A number of scientists have proposed mechanisms to foster editorial practices that will less often reject submissions of nonreplications. We agree: The natural tendency of scientists to protect their own prior claims, a natural component of science by combat, may too often prevent publication of new research aimed to counter earlier claims, at least in the most respected journals. To what degree this tendency harms progress is unclear. Even when research akin to replication is undertaken, scientists often do not find the failure to confirm worth reporting. Such decisions occur for a variety of possibly good reasons: The researcher can conclude that the issue is unusually complex with no simple conclusions, that the issue is too dependent on the precise initial conditions, that establishing an alternative view would require too many scarce resources, that the results or conclusions turn out to be far less important than originally argued, that there are too many deviations from the original study, or that the new research is not executed well enough.

Preregistration of Studies.

There are a number of proposals that scientists should preregister studies as a condition for publication [e.g., Nosek et al. (27), this issue]. Among other justifications is the desire to reduce post hoc analyses and cherry-picking data and conclusions drawn from them. There are many variants of how to best accomplish the preregistration process, and the extent to which this would be valuable might well differ for translational and exploratory research. Scientists are not omniscient and carry out exploratory research because they do not know in advance what they might find, nor even what kind of design and analysis might best reveal new important avenues. Whatever form of preregistration is suggested, it is important that it not reduce creativity in exploration. The present system of science, with all its faults, uses exploration to great effect.

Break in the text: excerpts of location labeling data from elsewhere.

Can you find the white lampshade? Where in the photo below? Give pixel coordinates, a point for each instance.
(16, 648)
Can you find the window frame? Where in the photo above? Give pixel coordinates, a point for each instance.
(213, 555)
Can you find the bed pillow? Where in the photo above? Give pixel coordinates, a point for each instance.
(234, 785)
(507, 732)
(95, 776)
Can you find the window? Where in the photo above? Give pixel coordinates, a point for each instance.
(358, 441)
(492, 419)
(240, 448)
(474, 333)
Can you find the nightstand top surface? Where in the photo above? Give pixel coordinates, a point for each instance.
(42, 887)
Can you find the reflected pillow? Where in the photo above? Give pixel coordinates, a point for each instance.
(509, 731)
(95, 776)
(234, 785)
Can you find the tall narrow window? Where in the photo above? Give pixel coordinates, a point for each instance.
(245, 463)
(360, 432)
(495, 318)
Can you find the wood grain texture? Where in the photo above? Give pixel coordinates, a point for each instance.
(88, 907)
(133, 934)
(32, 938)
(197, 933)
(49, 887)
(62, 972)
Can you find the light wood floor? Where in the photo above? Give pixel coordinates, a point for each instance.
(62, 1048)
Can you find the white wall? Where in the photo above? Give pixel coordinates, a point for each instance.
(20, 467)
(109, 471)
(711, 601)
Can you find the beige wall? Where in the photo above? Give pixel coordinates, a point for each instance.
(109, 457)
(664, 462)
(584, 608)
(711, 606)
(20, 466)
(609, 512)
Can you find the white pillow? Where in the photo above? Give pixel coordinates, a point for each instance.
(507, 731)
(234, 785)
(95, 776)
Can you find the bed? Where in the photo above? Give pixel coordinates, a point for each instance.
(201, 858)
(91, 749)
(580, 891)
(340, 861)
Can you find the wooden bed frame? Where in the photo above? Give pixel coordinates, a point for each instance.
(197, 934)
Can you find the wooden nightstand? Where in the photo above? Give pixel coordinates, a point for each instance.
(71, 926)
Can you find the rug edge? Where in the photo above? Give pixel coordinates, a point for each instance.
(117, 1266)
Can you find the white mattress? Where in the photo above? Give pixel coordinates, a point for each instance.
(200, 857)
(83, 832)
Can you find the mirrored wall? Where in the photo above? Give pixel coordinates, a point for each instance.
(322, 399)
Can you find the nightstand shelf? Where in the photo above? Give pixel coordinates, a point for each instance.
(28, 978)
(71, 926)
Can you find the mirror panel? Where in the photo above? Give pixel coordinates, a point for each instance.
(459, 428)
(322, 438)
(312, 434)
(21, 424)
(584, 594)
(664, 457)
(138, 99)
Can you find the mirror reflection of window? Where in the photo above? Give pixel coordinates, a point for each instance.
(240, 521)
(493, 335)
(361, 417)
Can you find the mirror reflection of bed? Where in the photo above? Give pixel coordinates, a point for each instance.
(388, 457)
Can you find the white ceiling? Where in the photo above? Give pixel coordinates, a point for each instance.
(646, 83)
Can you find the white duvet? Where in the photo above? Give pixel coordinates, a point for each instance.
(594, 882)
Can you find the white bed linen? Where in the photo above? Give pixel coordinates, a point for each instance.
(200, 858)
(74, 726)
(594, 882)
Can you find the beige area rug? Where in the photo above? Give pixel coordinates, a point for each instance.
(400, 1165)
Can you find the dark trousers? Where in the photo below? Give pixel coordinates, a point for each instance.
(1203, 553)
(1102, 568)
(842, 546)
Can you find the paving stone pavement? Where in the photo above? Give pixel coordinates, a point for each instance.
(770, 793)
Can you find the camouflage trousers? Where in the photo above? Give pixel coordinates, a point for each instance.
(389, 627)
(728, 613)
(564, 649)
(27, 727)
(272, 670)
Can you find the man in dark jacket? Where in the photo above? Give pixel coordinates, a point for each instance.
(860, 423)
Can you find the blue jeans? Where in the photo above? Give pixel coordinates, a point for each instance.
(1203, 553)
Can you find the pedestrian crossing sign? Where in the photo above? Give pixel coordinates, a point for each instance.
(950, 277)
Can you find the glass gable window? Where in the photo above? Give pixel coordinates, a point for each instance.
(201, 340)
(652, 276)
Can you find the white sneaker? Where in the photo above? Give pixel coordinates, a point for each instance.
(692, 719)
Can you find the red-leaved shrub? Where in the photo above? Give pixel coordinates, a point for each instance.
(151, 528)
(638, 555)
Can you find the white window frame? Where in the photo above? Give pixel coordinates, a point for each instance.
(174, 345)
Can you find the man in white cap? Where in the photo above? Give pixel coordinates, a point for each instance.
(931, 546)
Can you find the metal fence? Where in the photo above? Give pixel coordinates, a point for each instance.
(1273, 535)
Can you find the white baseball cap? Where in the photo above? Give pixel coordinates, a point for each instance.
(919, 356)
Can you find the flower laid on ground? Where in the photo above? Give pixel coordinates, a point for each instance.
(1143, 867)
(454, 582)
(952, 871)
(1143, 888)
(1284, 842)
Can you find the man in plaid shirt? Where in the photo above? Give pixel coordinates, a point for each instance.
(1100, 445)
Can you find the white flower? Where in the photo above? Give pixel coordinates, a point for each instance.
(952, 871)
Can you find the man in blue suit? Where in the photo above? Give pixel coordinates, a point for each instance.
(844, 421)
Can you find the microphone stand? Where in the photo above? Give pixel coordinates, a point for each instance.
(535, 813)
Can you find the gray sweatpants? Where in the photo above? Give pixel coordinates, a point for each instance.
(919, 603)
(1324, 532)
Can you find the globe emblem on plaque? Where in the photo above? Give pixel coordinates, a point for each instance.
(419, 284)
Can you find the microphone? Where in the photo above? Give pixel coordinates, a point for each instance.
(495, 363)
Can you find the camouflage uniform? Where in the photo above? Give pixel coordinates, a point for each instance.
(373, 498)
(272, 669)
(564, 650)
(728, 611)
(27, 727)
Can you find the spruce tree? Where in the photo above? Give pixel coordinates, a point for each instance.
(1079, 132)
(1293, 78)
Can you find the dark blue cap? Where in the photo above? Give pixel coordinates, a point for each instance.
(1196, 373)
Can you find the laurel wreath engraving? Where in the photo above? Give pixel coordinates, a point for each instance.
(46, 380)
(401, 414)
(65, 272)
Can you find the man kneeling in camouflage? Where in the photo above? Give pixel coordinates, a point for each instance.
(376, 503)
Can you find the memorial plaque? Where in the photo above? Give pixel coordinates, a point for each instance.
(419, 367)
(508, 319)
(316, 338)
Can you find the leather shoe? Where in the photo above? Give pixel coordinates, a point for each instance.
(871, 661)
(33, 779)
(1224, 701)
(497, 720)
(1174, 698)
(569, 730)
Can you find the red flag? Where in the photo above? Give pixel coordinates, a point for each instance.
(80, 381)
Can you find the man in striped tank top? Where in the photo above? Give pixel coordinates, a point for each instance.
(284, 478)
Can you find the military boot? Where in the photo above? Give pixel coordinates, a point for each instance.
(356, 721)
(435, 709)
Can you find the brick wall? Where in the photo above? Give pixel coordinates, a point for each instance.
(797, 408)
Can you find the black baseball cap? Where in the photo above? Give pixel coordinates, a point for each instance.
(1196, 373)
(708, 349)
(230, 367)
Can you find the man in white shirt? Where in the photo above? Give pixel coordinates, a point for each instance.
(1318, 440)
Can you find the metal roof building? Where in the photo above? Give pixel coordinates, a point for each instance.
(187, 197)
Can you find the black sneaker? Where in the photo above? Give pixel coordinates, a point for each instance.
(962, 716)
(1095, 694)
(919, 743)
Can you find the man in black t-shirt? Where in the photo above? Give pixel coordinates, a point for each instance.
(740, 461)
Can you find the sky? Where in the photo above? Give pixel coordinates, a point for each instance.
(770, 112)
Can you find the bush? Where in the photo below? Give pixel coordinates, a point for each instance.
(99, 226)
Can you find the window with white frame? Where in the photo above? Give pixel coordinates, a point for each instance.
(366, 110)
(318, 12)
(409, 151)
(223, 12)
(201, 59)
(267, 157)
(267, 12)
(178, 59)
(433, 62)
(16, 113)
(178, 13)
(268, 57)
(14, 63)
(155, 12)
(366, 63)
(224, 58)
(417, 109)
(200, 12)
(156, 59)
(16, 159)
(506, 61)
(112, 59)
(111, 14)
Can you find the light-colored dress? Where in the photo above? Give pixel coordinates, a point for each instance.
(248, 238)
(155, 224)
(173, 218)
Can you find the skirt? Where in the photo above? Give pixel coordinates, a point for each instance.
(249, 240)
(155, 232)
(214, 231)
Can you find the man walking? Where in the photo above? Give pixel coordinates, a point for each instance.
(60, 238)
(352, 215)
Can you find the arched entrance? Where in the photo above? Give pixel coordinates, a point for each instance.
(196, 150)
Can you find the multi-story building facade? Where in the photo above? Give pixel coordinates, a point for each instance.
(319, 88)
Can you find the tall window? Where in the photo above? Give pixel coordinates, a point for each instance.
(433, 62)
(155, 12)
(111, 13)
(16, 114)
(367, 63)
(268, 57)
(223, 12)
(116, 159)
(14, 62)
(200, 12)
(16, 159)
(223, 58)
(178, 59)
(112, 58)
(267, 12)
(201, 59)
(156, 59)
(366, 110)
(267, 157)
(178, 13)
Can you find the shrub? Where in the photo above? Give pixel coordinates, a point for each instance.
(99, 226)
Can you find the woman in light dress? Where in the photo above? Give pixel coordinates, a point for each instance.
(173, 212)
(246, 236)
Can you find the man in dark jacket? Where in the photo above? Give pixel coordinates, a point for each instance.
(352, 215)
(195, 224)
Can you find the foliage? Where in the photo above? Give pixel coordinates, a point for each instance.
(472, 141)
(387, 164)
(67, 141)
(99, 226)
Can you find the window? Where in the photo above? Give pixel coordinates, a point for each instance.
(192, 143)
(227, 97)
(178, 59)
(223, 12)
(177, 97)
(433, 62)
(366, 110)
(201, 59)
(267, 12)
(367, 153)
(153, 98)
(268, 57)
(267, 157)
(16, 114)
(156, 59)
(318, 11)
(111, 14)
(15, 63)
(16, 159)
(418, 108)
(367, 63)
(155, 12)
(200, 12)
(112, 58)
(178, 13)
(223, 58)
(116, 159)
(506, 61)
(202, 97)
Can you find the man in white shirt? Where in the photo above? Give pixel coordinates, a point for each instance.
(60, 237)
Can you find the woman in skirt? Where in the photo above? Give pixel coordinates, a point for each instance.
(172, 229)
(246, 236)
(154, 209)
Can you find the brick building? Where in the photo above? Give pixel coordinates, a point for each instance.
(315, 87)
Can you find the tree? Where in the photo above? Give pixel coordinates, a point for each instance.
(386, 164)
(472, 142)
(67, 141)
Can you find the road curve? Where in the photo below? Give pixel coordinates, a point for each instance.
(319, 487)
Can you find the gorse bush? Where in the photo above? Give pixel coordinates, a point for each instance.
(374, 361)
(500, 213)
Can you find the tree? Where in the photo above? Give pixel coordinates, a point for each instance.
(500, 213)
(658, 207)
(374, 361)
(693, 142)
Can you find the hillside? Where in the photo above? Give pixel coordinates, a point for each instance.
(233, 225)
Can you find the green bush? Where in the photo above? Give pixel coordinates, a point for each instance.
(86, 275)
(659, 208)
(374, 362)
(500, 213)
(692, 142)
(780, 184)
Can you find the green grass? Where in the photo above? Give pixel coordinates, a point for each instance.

Post Hoc Selection of Findings.

Related to the issue of preregistration are arguments against report of findings noticed only after examination of rich datasets. Scientific advances are often driven by unexpected findings, often praised as “serendipity.” Statistical issues aside, serendipity has always been and always will be a major driver of scientific progress. In an ideal world, the scientist might follow up serendipitous findings before publication, but a variety of factors, such as costs, might make this difficult or impossible.

Survival of the Fittest.

We have tried to show that rapid progress operating at the same time as there exist serious problems in the practice of science is not a paradox but rather a natural outcome of the way that science has always worked, is presently working, and likely always will work. This raises concerns about the extent of reforms that one might wish to impose. Is it possible that we have to tolerate certain problematic practices (such as publication of underpowered but promising research) to optimize progress? We believe history demonstrates that scientific ideas flourish when they are the result of a “survival of the fittest.” Such an evolutionary view requires that there exist many (also unfit) attempts that are tried and then discarded. In fact, it is probably inevitable that such an approach be used: Both current funding levels and limited resources of time, equipment, and personnel ensure that exploratory science cannot be conducted at a level of sophistication that ensures complete reproducibility. Thus, many low-cost and less reproducible studies are the first stage of scientific exploration, the approaches that fail are weeded out, and the valuable advances survive and are pursued. This way of viewing matters makes the paradox dissolve: Science proceeds by trial and error, and one must accept the inevitability of error while doing what is possible to minimize it.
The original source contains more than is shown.